Investor services
In this chapter: KYC, on-boarding, folio operations · SIP, STP, SWP, switches
KYC compliance via CKYC is the entry point. Once KYC, an investor opens a folio at an AMC and starts investing. SIP automates monthly investments. STP automates moving money between schemes within an AMC. SWP automates monthly withdrawals. Switches move units between schemes at NAV, taxable as redemption.
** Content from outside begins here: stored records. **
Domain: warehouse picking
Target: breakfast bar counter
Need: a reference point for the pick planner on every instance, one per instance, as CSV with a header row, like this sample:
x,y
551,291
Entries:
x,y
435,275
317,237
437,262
SIP variants: regular SIP (fixed monthly amount), step-up SIP (increases annually by % or amount), trigger SIP (invests on price/NAV trigger), perpetual SIP (no fixed end-date), aggressive SIP (multiple instalments per month). STP modes: fixed-amount (transfer ₹X per month), fixed-units (transfer X units per month), trigger-based. Most STPs are used to deploy a lump sum gradually into equity to reduce timing risk. SWP is the inverse — used by retirees for monthly income, ideally at a withdrawal rate not exceeding portfolio yield + safe drawdown.
Subtle issue: SWP from an equity-oriented fund and the LTCG ₹1.25L exemption. By staggering redemptions across years, an investor can minimise LTCG tax. But SEBI prohibits aggressive harvesting solely for tax — there must be a real cash-flow purpose. A distributor advising aggressive harvesting through SWP/STP risks compliance scrutiny.